1905 short story written by L. Frank Baum

Nelebel's Fairyland is a twentieth-century fairy tale, a fantasy short story written by L. Frank Baum, famous as the creator of the Land of Oz. The story was first printed in the June 1905 issue of The Russ, the student newspaper of Russ High School in San Diego, California. It was reprinted in The Baum Bugle in 1962, and again in a 1980 collection of some of Baum's short fiction.

In the context of Baum's fantasy world, "Nelebel's Fairyland" is noteworthy as one of the small cluster of works that invoke Baum's specific non-Oz fairy domain, the Forest of Burzee, with its distinctive inhabitants of ryls, knooks and gigans as well as the more traditional fairies, pixies, and gnomes. In the story the queen of the Burzee fairies is Lulea, as in Queen Zixi of Ix, rather than Lurline, as in The Tin Woodman of Oz.

"Nelebel's Fairyland" tells of how the fairy princess Nelebel was exiled from the Forest of Burzee for some unknown offense. She and her retinue of ryls, knooks, and gigans travel across the sea to a strange shore. Nelebel's retinue magically terraform the place into a beautiful landscape — known today as San Diego Bay.

"The Nelebel story provides our earliest evidence that Baum's imaginary world" of Oz, Burzee, and their related and neighboring countries "is located somewhere in the Pacific Ocean." Baum would confirm this point of geography two years later: in his 1907 novel Ozma of Oz, Dorothy arrives in the Land of Ev, a borderland of Oz, after being washed overboard on a voyage from the United States to Australia.
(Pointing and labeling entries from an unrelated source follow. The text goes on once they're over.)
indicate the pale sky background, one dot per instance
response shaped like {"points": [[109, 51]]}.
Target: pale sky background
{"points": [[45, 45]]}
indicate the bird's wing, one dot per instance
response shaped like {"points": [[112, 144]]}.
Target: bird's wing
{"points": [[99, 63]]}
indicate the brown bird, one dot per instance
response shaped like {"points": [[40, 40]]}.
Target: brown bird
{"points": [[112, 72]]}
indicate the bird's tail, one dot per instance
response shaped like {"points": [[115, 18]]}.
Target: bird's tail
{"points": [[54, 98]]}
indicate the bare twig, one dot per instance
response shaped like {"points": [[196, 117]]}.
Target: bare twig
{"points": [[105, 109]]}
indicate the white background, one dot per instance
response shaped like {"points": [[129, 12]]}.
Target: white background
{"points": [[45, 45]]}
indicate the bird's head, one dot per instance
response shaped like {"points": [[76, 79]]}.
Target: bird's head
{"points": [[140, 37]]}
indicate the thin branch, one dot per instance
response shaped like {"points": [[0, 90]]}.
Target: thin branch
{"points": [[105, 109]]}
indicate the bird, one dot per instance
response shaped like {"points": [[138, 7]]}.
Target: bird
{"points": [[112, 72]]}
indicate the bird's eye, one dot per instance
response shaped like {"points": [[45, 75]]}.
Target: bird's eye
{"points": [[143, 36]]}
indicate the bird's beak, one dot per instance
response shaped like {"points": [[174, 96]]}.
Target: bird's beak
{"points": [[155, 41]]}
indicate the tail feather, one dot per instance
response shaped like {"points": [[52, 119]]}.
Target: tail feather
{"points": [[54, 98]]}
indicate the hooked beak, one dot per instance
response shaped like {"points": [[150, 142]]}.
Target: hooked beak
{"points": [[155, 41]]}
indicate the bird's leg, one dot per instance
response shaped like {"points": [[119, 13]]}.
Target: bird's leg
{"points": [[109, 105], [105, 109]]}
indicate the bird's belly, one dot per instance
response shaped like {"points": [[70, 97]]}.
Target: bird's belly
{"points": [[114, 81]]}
Baum uses his ryls and knooks in several narratives, however "gigans" are mentioned solely in this story, nowhere else in his canon. The creatures are described as "only strong and faithful." They build up the terrain of San Diego Bay, including Point Loma, by playing in the sand while Nelebel sleeps. Baum also writes that "seventy-four years, five months and eight days after the events I am recording, Queen Lulea, becoming annoyed at the awkwardness of the huge gigans, transformed them into rampsies — the smallest of all immortals. So there are no gigans at all, in these days."